Figure 2.PERs detected with the family-wise and gene-wise burden analyses. Summary statistics for family-wise (orange) and gene-wise (green) approaches are shown for number of PERs detected (A), number of genes with PERs (B), and number of amino acids involved in in PERs (C). For B and C, the number of genes and amino acids associated to disease is shown in purple. (D) To reflect gene with PERs distribution by approach, a Venn diagram is shown. (E,F) Overall enrichment (log odds ratio) and significance (adjusted P-value) distribution of all PERs detected in each approach are shown in E and F, respectively.
Figure 3.PER viewer tool example. The voltage-gated sodium channel family. (A) Missense burden analysis of the voltage-gated sodium channel protein family (family ID: 2614.subset.3) composed by SCN1A, SCN2A, SCN3A, SCN4A, SCN5A, SCN7A, SCN8A, SCN9A, SCN10A, and SCN11A. Population and patient missense burden are shown in green and purple, respectively. Significant pathogenic enriched regions (PERs) identified are shown in the red negative area and are proportional to their adjusted P-values (gray horizontal lines). (B) Table view of pathogenic enriched region 5 (PER5; positions 941–949). Gene columns denote individual canonical sequence alongside corresponding amino acid position. Column “Gene:Disease” displays analogous diseases observed in the patient data set. N/A sites show aligned amino acids positions with no disease reported.

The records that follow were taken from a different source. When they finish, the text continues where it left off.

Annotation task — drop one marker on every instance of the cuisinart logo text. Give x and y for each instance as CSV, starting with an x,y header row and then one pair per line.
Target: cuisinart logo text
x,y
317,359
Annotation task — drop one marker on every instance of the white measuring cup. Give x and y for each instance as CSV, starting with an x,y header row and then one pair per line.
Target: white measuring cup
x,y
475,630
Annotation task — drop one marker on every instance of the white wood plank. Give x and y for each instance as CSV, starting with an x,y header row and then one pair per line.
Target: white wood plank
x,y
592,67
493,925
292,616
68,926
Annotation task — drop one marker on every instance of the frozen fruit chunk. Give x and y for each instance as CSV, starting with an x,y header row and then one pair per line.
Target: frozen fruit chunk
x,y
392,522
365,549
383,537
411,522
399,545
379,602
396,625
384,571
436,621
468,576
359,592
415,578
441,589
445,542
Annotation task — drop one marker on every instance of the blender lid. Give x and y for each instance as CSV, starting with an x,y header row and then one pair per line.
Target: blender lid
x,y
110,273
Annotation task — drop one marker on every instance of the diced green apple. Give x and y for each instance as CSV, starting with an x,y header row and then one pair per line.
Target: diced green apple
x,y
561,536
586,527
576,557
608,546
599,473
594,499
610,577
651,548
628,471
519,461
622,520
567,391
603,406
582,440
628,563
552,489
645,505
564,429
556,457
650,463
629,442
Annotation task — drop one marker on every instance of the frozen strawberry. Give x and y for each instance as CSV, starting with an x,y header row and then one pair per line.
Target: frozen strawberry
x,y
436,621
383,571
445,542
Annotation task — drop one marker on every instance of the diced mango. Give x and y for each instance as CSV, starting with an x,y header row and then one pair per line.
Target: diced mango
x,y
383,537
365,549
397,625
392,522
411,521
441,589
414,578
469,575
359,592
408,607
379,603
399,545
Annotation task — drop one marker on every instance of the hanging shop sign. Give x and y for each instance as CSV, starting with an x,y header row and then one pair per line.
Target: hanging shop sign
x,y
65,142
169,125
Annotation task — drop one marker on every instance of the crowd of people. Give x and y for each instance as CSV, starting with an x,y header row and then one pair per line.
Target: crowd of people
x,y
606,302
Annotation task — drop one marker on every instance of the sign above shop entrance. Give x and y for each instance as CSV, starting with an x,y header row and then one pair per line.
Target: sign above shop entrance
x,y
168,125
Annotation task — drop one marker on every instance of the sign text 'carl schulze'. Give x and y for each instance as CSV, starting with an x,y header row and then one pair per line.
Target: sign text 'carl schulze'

Figure 4.Disease-causing variants are enriched in PERs. (A) Neurodevelopmental disorder DNVs inside PERs. Case and control comparison of DNVs inside PERs retrieved from Heyne et al. (2018) is shown for all genes (blue; OR = 8.33, 95% C.I. = 3.90-Inf, P-value = 2.72 × 10−11) and genes with high probability of being loss-of-function intolerant (light blue; OR = Inf, 95%C.I. = 7.48-Inf, P-value = 1.34 × 10−9). Fold enrichment observed in cases was calculated with a one-sided Fisher's exact test. Resulting odds ratio (OR) with 95% confidence and corresponding P-values are shown in the horizontal axis. (B) ClinVar missense variants (from October 2019 release) inside PERs with benign and unknown (VUS) clinical significance. The number of variants observed is shown considering all genes (blue) and pLI > 0.9 genes only (light blue). (C) Burden analysis performance over time. PER detection was performed with patient variants reported until 2017 and 2018 and compared with the current 2019 data set analysis. (Left) Overall amount of PERs, amino acid, and genes detected as a function of the number of input patient variants. (Right) Rate of PERs, genes, and amino acids detected per patient variant contained in 2017, 2018, and 2019 sources.